What began in 2016 as a MSc dissertation at the LSE became an informal alliance of development professionals engaging the issue outside the protection of academic or policy institutions, in their spare time. It has now evolved into a multi-strand collaborative research project with an informal network of community leaders, artists, photographers, and musicians to disseminate research findings in a manner accessible and useful to the urban poor affected by the drug war.
But to get to this point, we had to overcome four major methodological challenges: obtaining reliable data, working with government officials and other researchers, ensuring an ethical process of engagement with affected poor communities, while attempting to do so in a non-extractive and collaborative manner.
Challenge One: Data
A major challenge for robust analysis lies in the numbers. The Philippine National Police (PNP) has admitted to killing 5,526 drug personalities in anti-drug operations as of July 2019, while the last reported count of deaths under investigation (DUI) was at 23,327 cases in March 2019. Although the Philippine Government has released a unified portal on the topic, RealNumbers.ph, various instrumentalities such as the Philippine Drug Enforcement Agency and even the President of the Philippines himself has tended to report different figures, all of which are aggregates that are next-to-impossible to verify or analyse. The PNP withdrew from the Freedom of Information (FOI) portal in March 2017.
As such, the team had to compile its own working dataset of drug-related killings (DRK) using information provided by community sources. Data validation was carried out for the DRK database through validation of entries with online sources, specifically media reports. Obvious resource and time limitations led the team to delimit data collection to Metro Manila, and only to the first year of the drug war under Duterte, from April 2016 to December 2017. Portions of the dataset that had consent from respondents were shared with a composite team at the Human Rights Data Analysis Group (HRDAG) and Columbia University for a statistical analysis of twenty-three (23) different datasets. This led Ball, et al (2019) to note that all official and supplementary databases of DRKs are grossly understated, and that a more accurate tally is approximately 2.94 times greater than existing police reports.
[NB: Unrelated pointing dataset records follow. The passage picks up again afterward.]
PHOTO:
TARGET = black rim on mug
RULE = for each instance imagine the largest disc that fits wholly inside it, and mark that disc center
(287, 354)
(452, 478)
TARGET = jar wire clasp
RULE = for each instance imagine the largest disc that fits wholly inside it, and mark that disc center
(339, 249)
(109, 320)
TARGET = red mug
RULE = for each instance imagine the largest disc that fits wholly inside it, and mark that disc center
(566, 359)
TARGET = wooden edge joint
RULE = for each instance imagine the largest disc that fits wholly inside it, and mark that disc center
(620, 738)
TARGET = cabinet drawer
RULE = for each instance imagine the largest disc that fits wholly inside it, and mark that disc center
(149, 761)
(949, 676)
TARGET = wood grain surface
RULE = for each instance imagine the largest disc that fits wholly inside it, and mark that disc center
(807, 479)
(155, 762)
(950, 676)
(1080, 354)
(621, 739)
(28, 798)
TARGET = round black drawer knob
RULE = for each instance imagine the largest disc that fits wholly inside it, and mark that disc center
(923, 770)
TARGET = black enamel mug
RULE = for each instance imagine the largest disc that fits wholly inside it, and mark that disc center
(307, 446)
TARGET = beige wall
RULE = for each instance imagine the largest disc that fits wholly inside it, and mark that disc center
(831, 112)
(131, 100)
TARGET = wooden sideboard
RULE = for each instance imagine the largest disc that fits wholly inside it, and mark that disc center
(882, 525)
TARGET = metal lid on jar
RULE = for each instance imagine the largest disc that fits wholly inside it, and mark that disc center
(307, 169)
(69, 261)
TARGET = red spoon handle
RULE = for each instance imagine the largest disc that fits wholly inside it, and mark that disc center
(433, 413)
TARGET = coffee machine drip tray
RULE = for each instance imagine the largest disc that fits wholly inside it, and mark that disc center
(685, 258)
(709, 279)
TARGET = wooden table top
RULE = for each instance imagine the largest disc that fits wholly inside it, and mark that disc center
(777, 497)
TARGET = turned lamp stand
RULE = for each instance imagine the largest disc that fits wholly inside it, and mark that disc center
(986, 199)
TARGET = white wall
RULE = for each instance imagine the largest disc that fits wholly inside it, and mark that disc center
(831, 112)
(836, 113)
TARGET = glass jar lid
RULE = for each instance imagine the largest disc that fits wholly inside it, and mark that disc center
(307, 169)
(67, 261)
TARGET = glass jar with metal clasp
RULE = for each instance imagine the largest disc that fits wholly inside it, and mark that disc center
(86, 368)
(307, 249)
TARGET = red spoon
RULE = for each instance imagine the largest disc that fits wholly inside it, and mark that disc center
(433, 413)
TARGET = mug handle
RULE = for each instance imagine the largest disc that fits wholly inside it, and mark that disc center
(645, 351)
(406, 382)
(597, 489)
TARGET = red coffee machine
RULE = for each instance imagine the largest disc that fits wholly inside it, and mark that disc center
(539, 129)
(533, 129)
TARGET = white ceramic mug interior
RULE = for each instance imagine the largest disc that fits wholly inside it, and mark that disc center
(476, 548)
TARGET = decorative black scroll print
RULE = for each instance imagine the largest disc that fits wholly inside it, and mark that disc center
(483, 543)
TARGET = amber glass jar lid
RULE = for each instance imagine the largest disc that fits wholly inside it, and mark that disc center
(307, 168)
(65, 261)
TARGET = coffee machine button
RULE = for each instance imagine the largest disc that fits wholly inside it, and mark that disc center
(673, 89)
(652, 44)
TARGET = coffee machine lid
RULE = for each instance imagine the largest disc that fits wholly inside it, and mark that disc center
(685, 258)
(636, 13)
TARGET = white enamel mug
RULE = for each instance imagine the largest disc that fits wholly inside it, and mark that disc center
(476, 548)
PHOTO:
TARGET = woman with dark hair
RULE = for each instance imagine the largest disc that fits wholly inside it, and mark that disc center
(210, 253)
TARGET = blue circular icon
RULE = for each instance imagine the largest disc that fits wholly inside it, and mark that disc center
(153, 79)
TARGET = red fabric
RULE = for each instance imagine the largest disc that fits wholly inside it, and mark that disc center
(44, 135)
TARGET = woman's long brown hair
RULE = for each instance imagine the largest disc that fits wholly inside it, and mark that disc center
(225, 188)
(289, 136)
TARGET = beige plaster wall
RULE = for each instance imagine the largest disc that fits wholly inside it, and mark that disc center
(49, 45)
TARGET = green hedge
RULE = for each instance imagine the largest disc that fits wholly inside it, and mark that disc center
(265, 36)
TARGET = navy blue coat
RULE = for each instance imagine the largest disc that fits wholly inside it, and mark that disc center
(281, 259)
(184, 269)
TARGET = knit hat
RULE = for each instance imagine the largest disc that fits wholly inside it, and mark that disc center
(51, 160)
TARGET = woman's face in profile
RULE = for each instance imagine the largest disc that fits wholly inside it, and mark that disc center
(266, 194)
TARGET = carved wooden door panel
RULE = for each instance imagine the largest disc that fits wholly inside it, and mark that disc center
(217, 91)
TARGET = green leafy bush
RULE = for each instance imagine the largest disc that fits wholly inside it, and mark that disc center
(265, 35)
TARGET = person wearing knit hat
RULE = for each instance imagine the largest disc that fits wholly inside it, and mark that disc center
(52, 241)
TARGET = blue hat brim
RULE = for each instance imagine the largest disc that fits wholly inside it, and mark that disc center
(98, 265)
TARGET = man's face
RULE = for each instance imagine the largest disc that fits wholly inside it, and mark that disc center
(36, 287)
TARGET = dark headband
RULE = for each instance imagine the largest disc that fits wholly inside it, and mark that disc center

Challenge Two: Constructive Engagement with Government
A constant argument by non-government stakeholders is that the ‘Philippine War on Drugs’ is a misnomer—that it is actually a war on the poor. Our work aimed to examine this popular assertion by focusing on a specific and the most officially-legible subset of the poor: the beneficiaries of the Philippine conditional cash transfer scheme, the Pantawid Pamilyang Pilipino Program. While CCT beneficiaries are only a fragment of the poor, they are the most ‘legible’ to policy interventions given that their identities are encoded in two national databases: the National Household Targeting System for Poverty Reduction (NHTS-PR) or Listahanan, and the CCT beneficiary database. As of 2019, government investment in the CCT totals approximately 500 billion pesos (10 billion US dollars using October 2019 conversion rates) including loans from the World Bank and the Asian Development Bank.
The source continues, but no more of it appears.